None of these stories, or a dozen others, is false; each of them is partial. And each obscures as much as it reveals. Each performs an essential function specifically by its concealment of various aspects: it allows us to persuade ourselves that we've grasped the whole thing when we haven’t, at all. Now we can put it away, or drop it into its pigeonhole. And then we do that over and over, so that you wake up in the morning, see the devastating headline, and then just drop it into whatever container you've made or bought for it, and head out for Sunday brunch.

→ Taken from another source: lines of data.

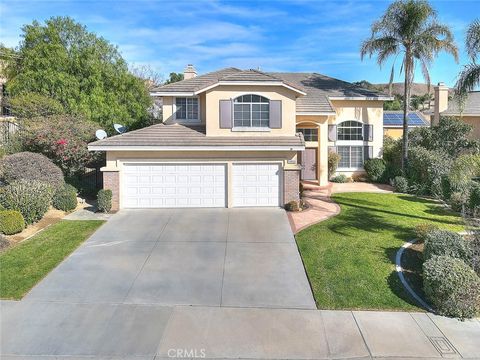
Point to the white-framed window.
(187, 109)
(309, 134)
(350, 130)
(251, 111)
(351, 157)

At brunch you shake your head and say another one, it's so sad, it's so outrageous, have you seen Once Upon a Time in Hollywood, God it's another hot one out there.
You can't stop your life, really, if you're not directly connected. Then again, who is connected to whom and how? In my own head I'm more connected to "Americans" than other people around the world, many who faced violence of one sort or another over this last weekend. But I don't really know what that connection means, so I guess we'll need stories about that too.
Only a monster could be entirely indifferent, or just give a shrug and go on. But aren't we all monsters at this point? You don't want to appear to be that monster, even to yourself. But how much can you care for how many people how often for how long? How much empathy would it be right to have, and how much could you possibly have without being entirely disabled? And how much empathy would it be right to express, whether you feet it or not? And how can you screw your sincerity up to express it? By "you" I mean "I" or "me," of course.
The coverage of events such as those this weekend in El Paso and Dayton inevitably forges a narrative as quickly as possible, which unfolds in a ritual pattern. They identify the shooter briefly, and then try not to say his name after that; the names of the perpetrators are becoming a taboo. Then expose his thinking through his social media posts and enumerate the victims and make their lives into two-sentence stories. Pick out a hero: one of the dead who tried to stop the shooter, or a policeman who engaged him. Rummage around again for the meaning, and offer you the words: "guns," "social media." And you already know what you yourself are going to say next time, don't you?
I wish I could feel events like the shootings in El Paso or Dayton fully; deep inside I think I have a moral obligation to, even if I can't explain why that should be, exactly. But I also wish that I could just be entirely indifferent to them, even as I worry that I am. Or maybe I've just finally gotten to the point where I know that I've got nothing to say that’s real and that could help, where I'm basically just bewildered and trying to fend off despair. It's not worthwhile to say anything, really, I convince myself. But, like you maybe, I find that I have to keep trying to say something.